NASA, anticipating the exponential growth in their Earth Observation data archives, started the Earthdata Cloud initiative. Now, NASA DAACs are in the process of migrating their collections to cloud storage. Existing missions are growing their collections as well, but new missions such as NISAR and SWOT are or will be the most significant contributors to NASA’s archival volume growth.

image src: https://www.earthdata.nasa.gov/esds/esds-highlights/2022-esds-highlights

Now, high priority and new datasets are being stored on cloud object storage.

What is cloud object storage?#

Cloud object storage stores unstructured data in a flat structure, called a bucket in AWS, where each object is identified with a unique key. The simple design of cloud object storage enables near infinite scalability. Object storage is distinguished from a database which requires database management system software to store data and often has connection limits. Object storage is distinct from file storage because files are stored in a hierarchical format and a network is not always required. Read more about cloud object storage and how it is different from other types of storage in the AWS docs.

../../_images/s3-bucket-with-objects.png

Cloud object storage is accessible over the internet. If the data is public, you can use an HTTP link to access data in cloud object storage, but more typically you will use the cloud object storage protocol, such as s3://path/to/file.text along with some credentials to access the data. Using the s3 protocol to access the data is commonly referred to as direct access. Access over the network is critical because it means many servers can access data in parallel and these storage systems are designed to be infinitely scalable and always available.

Popular libraries to access data on S3 are boto3 and s3fs.

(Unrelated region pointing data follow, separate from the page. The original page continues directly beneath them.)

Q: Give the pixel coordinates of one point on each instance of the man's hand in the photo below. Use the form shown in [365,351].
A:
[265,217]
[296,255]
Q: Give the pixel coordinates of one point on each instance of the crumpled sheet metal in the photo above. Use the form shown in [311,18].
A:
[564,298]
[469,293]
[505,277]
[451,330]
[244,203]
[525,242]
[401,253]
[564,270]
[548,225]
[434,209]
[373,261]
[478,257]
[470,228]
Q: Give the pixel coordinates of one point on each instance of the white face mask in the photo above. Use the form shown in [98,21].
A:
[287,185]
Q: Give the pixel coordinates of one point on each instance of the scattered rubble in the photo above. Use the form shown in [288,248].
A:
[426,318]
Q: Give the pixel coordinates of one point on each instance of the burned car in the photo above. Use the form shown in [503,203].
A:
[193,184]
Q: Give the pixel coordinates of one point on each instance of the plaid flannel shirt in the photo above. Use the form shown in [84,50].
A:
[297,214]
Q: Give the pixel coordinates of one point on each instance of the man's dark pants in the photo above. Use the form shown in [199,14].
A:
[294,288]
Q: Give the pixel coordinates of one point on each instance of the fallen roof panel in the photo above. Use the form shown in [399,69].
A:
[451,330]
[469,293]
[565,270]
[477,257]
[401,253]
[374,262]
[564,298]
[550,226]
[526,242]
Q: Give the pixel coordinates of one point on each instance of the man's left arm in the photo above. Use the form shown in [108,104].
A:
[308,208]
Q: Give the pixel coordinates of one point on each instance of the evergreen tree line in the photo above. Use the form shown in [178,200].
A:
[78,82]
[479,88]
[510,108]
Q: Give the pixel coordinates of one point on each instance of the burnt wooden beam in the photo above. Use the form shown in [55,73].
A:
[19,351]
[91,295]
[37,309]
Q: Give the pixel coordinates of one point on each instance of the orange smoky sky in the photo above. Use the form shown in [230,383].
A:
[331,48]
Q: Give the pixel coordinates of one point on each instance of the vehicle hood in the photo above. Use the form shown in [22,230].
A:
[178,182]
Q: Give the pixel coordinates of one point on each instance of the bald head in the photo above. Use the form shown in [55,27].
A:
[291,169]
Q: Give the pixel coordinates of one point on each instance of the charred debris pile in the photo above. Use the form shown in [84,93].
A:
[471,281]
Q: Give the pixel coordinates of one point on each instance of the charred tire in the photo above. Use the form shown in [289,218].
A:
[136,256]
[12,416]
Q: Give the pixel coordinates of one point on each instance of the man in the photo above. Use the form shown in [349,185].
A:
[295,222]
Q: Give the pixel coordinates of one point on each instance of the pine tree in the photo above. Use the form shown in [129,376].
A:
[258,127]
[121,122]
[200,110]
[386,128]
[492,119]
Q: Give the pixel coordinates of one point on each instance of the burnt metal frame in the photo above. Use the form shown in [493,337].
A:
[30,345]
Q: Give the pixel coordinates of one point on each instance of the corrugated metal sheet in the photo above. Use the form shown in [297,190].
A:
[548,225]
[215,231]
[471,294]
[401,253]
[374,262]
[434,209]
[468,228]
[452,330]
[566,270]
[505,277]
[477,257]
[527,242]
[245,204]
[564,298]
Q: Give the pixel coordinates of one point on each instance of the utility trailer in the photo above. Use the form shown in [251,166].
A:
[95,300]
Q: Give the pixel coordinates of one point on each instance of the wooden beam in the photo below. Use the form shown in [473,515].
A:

There are different access patterns, it can be confusing! 🤯#

Download data from a DAAC to your personal machine.
Download data from cloud storage, say using HTTP, to your personal machine.
Login to a virtual machine in the cloud, like CryoCloud, and download data from a DAAC.
Login to a virtual machine in the cloud and access data directly using a cloud object protocol, like s3.

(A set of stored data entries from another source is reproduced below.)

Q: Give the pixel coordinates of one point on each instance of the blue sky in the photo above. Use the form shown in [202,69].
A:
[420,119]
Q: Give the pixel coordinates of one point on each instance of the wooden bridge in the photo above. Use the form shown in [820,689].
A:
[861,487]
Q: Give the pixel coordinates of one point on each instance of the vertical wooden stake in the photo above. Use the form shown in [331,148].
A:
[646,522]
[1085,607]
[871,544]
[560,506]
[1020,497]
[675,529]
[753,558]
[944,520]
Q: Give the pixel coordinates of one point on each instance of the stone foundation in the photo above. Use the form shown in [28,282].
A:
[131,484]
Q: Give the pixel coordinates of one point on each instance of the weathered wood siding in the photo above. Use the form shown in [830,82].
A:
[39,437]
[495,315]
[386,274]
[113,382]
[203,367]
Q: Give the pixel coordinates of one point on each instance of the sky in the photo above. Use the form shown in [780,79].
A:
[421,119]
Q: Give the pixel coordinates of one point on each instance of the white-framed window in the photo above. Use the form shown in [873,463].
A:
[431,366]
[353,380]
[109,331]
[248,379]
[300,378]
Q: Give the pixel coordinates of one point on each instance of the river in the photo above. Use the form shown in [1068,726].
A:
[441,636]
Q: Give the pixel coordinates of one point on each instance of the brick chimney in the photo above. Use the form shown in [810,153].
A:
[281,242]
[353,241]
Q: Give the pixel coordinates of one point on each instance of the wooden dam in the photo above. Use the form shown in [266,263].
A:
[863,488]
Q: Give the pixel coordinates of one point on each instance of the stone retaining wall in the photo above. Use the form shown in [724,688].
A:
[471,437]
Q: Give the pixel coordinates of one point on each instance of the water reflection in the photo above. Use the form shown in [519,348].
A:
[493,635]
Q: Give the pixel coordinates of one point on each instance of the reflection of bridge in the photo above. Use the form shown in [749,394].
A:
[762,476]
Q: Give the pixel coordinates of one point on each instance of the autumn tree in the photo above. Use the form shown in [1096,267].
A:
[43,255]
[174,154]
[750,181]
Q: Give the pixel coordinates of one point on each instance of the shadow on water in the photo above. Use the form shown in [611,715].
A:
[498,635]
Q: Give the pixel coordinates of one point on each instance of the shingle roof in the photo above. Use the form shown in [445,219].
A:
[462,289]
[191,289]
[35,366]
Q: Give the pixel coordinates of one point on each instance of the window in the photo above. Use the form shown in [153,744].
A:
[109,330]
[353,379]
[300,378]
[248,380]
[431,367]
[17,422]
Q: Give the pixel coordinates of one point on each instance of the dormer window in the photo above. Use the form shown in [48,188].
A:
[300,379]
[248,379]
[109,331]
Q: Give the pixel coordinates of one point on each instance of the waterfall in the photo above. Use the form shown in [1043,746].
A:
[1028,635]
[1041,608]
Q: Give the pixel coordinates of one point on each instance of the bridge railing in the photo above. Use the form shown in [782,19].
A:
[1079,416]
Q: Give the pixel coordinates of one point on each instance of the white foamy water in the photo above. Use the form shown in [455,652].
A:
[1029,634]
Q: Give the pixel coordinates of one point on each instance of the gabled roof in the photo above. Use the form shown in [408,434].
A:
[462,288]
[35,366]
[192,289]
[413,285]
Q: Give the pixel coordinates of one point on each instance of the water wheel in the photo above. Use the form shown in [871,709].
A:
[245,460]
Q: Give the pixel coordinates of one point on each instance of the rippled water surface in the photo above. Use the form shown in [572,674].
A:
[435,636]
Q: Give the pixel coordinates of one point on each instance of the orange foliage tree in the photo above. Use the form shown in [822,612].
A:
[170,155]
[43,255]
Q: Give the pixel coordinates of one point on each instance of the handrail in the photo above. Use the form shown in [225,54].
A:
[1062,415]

../../_images/different-modes-of-access.png

Cloud vs Local Storage#

Feature	Local	Cloud
Scalability	❌ limited by physical hardware	✅ highly scalable
Accessibility	❌ access is limited to local network or complex setup for remote access	✅ accessible from anywhere with an internet connection
Collaboration	❌ sharing is hard	✅ sharing is possible with tools for access control
Data backup	❌ risk of data loss due to hardware failure or human error	✅ typically includes redundancy (read more)
Performance	✅ faster since it does not depend on any network	❌ performance depends on internet speed or proximity to the data

Takeaways

NASA datasets are still managed by DAACs, even though many datasets are moving to the cloud.
Users are encouraged to access the data directly in the cloud through AWS services (like cryocloud!)